Monday, March 3, 2008
Introduction To XDR
Extending the dynamic range in your images is possible with sound technique and a little software magic
Start With A Good Exposure
A primary concern during exposure is ensuring that exposure provides adequate information in deep shadow detail. Digital cameras respond to light differently than human eyes. Digital cameras count photons and assign a tonal value that's directly proportional to the number measured. Human eyes are more sensitive to differences in brightness at low levels than at high levels. Relating the numbers in a digital image to the perceived brightness they represent is called gamma encoding. Digital cameras respond linearly (a gamma of 1.0 or a straight line on an input-output graph), while human eyes don't (a gamma between 2 and 3, depending on viewing conditions or a steep curve). Darkening moves more data into shadows while lightening spreads fewer values over a greater range, which may exaggerate noise and increase tendencies toward posterization.

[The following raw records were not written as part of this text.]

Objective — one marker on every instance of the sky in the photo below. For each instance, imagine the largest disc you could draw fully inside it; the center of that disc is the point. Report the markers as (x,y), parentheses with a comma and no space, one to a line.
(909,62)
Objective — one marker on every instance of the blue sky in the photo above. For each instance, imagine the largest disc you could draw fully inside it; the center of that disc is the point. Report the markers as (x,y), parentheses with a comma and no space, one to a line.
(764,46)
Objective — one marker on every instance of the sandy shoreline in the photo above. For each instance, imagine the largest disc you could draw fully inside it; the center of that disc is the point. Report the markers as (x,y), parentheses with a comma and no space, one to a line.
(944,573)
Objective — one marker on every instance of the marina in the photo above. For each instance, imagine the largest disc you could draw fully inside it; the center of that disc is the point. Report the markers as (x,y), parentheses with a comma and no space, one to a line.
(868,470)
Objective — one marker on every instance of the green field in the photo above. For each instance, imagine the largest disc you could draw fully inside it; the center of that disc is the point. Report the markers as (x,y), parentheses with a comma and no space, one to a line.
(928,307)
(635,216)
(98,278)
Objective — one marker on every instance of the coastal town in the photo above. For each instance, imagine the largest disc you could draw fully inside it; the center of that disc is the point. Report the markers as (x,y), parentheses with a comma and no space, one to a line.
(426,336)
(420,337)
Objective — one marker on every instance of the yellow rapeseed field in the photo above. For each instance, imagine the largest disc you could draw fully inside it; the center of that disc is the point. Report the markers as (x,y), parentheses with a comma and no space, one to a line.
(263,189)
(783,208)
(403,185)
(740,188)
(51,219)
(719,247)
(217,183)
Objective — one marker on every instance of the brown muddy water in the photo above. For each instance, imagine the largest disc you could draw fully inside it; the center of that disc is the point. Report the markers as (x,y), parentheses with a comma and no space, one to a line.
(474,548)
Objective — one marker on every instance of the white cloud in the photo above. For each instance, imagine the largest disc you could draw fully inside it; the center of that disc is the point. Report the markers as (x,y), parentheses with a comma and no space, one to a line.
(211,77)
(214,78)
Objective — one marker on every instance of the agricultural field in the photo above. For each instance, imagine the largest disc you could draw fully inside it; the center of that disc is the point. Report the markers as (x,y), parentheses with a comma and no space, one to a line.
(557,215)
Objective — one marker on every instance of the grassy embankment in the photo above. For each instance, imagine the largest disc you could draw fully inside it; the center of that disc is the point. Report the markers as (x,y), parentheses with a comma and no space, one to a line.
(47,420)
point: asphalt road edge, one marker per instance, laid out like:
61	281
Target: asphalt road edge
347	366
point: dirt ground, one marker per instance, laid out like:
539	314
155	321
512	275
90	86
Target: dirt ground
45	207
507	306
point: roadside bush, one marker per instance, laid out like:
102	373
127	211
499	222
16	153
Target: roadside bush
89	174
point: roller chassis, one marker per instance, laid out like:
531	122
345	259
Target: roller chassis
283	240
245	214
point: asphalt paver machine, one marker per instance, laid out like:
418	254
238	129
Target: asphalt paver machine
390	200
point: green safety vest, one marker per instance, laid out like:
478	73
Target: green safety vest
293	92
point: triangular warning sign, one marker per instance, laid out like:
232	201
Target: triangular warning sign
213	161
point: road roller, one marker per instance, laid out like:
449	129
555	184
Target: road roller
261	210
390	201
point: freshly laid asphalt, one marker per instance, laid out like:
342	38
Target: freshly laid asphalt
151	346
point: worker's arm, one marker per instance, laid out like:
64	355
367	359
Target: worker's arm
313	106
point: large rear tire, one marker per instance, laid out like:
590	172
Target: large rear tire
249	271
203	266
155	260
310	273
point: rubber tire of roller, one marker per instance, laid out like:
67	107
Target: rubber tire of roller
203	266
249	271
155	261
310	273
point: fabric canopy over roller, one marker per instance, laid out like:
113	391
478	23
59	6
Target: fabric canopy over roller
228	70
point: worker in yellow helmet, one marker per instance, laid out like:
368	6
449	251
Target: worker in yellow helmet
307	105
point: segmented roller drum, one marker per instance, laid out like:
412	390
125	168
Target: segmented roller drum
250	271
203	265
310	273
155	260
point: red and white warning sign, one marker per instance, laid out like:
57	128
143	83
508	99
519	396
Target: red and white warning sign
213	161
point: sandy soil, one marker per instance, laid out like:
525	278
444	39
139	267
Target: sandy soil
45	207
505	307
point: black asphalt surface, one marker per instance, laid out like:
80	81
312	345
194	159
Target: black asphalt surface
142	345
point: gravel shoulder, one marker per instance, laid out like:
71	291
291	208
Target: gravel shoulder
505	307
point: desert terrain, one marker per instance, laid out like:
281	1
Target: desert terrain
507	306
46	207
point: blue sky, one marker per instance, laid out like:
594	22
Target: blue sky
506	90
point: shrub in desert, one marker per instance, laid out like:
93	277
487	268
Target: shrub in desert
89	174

One big advantage to shooting digitally is the ability to view a histogram in the LCD screen on the back of your camera body. A histogram is a graph of the tonal distribution in an image, displaying shadows on the left and highlights on the right. Once you view the histogram, you can determine if you need to make additional exposures at alternate settings to get better data. To use this feature, simply program your camera to display a histogram immediately after exposure. Having this immediate feedback will result in a significantly higher success rate.
When evaluating a histogram, the primary concern is clipping, or loss of data due to underexposure or overexposure. When a histogram “hits the wall” to the left, the image is underexposed. If the histogram “hits the wall” to the right, the image is overexposed. Either scenario indicates that you should change exposure settings to get a more balanced exposure for your image.
The histogram displayed in the LCD represents the information of an image in a converted JPEG state, even if you're shooting in RAW. Because RAW is so flexible, you won't truly know what the histogram of a RAW file will look like until it has been processed. Many digital cameras will allow you to set JPEG contrast to a low setting, which reduces the likelihood of clipping in JPEGs and provides a better RAW preview.